Gallstones can become lodged within the common bile duct (duct draining bile from the liver into the gut). The medical term for this is choledocholithiasis. Patients usually present with symptoms of biliary colic associated with jaundice. Diagnosis is made by a combination or blood tests and imaging (USS, MRI or rarely CT) that show dilation of the upstream bile duct.  The stones need to be removed, and can either be done at the time of surgery or endoscopically by a procedure referred to as ERCP (Endoscopic Retrograde Cholangiopancreatography).

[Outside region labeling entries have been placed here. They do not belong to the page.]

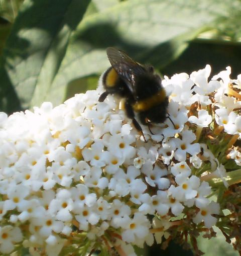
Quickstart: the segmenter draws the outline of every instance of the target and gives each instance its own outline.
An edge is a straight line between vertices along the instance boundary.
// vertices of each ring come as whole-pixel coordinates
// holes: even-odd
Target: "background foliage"
[[[169,76],[209,63],[214,73],[230,65],[234,78],[240,15],[240,0],[0,0],[0,111],[95,88],[110,46]],[[236,255],[220,239],[201,248]]]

If a gallstone becomes lodged within the common bile duct (duct draining bile from the liver to the gut) and the flow of bile from the liver is completely obstructed, the stagnant bile within the liver can become infected leading to a condition termed cholangitis. Symptoms include jaundice (yellow colour), rigors (involuntary shaking) and high temperature. This is a life threatening condition that requires immediate specialist care.  Diagnosis usually requires blood tests and imaging by USS or MRI.  Treatment requires removal of the biliary obstruction by endoscopic retrograde cholangiopancreatography (ERCP), percutaneous cholangiography (PTC) or rarely surgery.


Gallstones expelled out of the gallbladder, can block the pancreatic duct, preventing pancreatic enzymes from being excreted into the duodenum (first part of the small intestine). The enzymes accumulate within the pancreas and irritate the pancreatic cells.  The associated inflammation is called pancreatitis. Diagnosis requires laboratory tests and imaging by USS, CT or MRI.  This can be life threatening, and usually requires a period of hospital admission for supportive care.  Patients should be considered for laparoscopic cholecystectomy, to remove the gallbladder if gallstones are the cause of the pancreatitis.  

Gallbladder Cancer

Gallstones are the most common risk factor for gallbladder cancer (also called gallbladder carcinoma). The basis for the development of cancer in the setting of gallstones likely occurs through chronic irritation and local production of carcinogens such as secondary bile acids, leading to epithelial dysplasia and carcinoma. The larger the gallstones (>2–3 cm in diameter), the greater the association with the development of gallbladder cancer.  There is often a family history.